The light turns green and Jason eases his foot down on the 1994 white Ford laser he’s driving. Car’s older than he is but it has next to no security. He’d gotten the door open with the keys from his last car and the screwdriver sticking out from the ignition hasn’t failed him yet.
“It was, god, it had to have been my first stop. At one of those shitty truck stops with food that always tastes like it’s been sitting in the hot box three hours too long. I’d been driving for,” Jason tallies the hours by tapping his finger against the slushee. “Ten hours. No breaks. On the verge of losing my mind. Almost crashed into the fuckin’ sign.”
Jason laughs. It’d been terrifying.
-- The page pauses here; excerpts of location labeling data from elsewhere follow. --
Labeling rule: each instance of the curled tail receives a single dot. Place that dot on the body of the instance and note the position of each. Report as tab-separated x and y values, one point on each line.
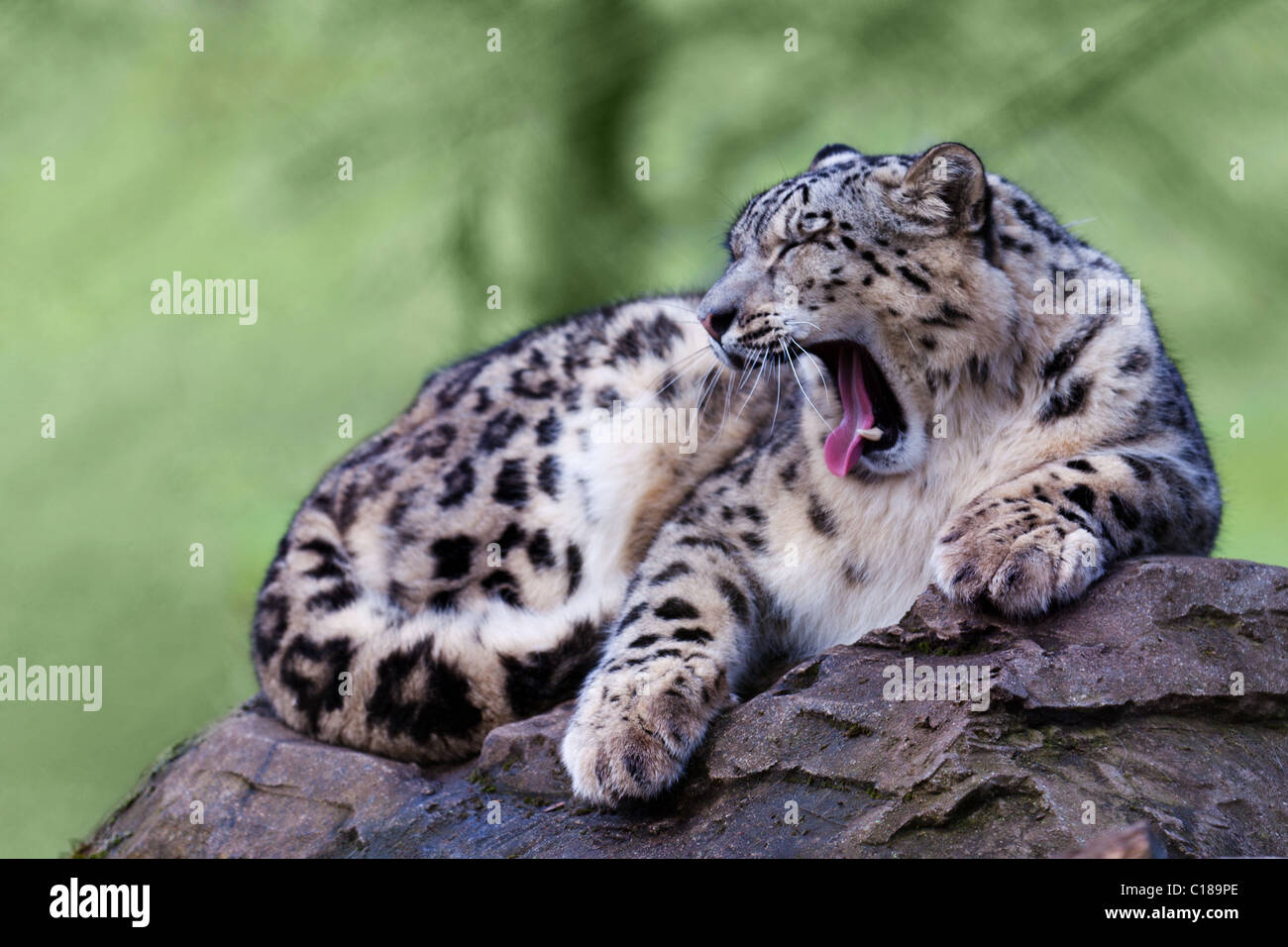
351	664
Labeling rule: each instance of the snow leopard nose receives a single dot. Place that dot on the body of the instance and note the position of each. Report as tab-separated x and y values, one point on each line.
717	321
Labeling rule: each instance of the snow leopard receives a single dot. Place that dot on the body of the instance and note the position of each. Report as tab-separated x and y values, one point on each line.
909	373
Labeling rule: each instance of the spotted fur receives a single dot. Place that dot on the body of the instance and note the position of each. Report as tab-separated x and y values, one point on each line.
489	554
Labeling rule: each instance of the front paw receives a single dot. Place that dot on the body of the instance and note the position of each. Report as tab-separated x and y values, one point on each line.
1021	569
634	746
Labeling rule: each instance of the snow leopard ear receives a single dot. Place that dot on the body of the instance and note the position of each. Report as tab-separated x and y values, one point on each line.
831	155
945	184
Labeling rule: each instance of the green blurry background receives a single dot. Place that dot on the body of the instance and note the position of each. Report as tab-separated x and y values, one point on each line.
515	169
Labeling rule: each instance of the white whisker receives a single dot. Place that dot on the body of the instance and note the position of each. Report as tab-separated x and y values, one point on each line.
799	382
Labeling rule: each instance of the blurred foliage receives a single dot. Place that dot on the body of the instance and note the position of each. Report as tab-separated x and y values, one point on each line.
514	169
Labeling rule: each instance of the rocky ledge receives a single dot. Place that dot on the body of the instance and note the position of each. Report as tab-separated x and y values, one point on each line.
1149	719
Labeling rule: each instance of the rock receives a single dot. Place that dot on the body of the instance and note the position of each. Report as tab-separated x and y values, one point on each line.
1121	710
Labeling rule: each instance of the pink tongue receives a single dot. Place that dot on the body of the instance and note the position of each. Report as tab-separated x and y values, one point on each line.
844	445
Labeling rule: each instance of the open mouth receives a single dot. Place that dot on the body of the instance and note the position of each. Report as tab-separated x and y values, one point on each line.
872	419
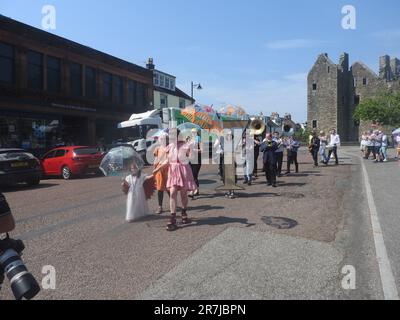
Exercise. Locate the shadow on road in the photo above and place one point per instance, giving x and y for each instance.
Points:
(207, 181)
(24, 187)
(205, 208)
(280, 222)
(214, 221)
(290, 184)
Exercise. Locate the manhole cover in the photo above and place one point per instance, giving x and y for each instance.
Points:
(292, 195)
(279, 222)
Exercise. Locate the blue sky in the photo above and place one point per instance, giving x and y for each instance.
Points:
(253, 53)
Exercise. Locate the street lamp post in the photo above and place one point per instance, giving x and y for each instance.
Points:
(198, 87)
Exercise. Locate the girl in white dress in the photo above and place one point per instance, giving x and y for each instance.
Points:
(134, 187)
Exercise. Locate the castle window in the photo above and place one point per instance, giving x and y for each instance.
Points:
(314, 86)
(356, 100)
(315, 124)
(35, 70)
(6, 63)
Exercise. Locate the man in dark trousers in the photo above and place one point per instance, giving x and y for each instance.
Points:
(7, 223)
(315, 143)
(292, 146)
(268, 147)
(257, 142)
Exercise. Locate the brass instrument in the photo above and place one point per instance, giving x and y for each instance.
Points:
(287, 129)
(257, 126)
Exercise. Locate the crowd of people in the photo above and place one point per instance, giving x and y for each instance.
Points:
(375, 143)
(177, 163)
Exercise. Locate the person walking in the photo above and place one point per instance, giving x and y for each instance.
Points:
(248, 156)
(378, 144)
(180, 177)
(334, 143)
(292, 148)
(315, 144)
(384, 146)
(322, 148)
(268, 147)
(279, 153)
(398, 146)
(257, 142)
(161, 176)
(195, 162)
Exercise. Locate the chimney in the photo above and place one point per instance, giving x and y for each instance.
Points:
(395, 67)
(384, 68)
(150, 65)
(344, 61)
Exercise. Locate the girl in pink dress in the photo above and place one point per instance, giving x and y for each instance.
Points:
(180, 176)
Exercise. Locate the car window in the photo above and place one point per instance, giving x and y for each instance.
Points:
(59, 153)
(50, 155)
(85, 151)
(15, 154)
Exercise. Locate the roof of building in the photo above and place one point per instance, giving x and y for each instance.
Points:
(178, 93)
(33, 33)
(365, 67)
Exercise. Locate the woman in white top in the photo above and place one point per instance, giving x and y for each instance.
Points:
(322, 148)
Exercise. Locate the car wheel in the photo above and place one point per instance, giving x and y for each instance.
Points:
(33, 182)
(66, 173)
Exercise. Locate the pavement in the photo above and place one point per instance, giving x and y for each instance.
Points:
(289, 242)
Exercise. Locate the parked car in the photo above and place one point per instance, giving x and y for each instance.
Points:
(70, 161)
(17, 165)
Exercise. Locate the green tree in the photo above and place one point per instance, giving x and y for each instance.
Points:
(383, 109)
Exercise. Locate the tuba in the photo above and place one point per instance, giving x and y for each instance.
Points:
(287, 129)
(257, 126)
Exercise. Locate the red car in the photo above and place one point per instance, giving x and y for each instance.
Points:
(71, 161)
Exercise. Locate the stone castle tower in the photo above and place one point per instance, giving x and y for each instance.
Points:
(335, 90)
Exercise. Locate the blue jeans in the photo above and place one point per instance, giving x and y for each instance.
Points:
(383, 152)
(322, 152)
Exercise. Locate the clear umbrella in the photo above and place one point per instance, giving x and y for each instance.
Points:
(118, 160)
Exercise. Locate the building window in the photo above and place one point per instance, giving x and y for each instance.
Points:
(140, 101)
(6, 63)
(120, 90)
(107, 86)
(35, 70)
(314, 86)
(156, 79)
(131, 99)
(75, 79)
(315, 124)
(90, 83)
(163, 101)
(53, 74)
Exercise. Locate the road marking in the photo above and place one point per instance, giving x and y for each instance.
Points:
(387, 279)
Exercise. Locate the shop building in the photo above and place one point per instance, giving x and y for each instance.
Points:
(54, 91)
(166, 93)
He’d closed his eyes for a moment and opened them when the bumps on the shoulder of the road rattled the car and he was about to plough right through the concrete divider. He has to adjust the pair of sunglasses to keep them from falling. He picked them up along with his drink when he got into civilisation and out of the desert.
“So, this truck stop. The lady behind the counter was real nice. Pointed me in the direction of the showers and gave me a plate of pasta salad for free.”
It had been pretty terrible pasta salad but he isn’t going to let the radio know that.
“I’m eating my pasta salad in one of those tiny booths with vinyl seats that never have enough leg room. Might have something to do with the fact that I’m what—six foot three?” Dick was always going on about his height growing up. How it wasn’t fair that his little brother was quickly dwarfing him. “I digress. Anyway, too small a booth, lukewarm food and fresh from a cold shower.”
Jason has to stop talking for a moment. He sucks another mouthful of frozen drink into his mouth and swallows it. “Okay, all good.” He shudders and tells himself it’s from the chill of the drink.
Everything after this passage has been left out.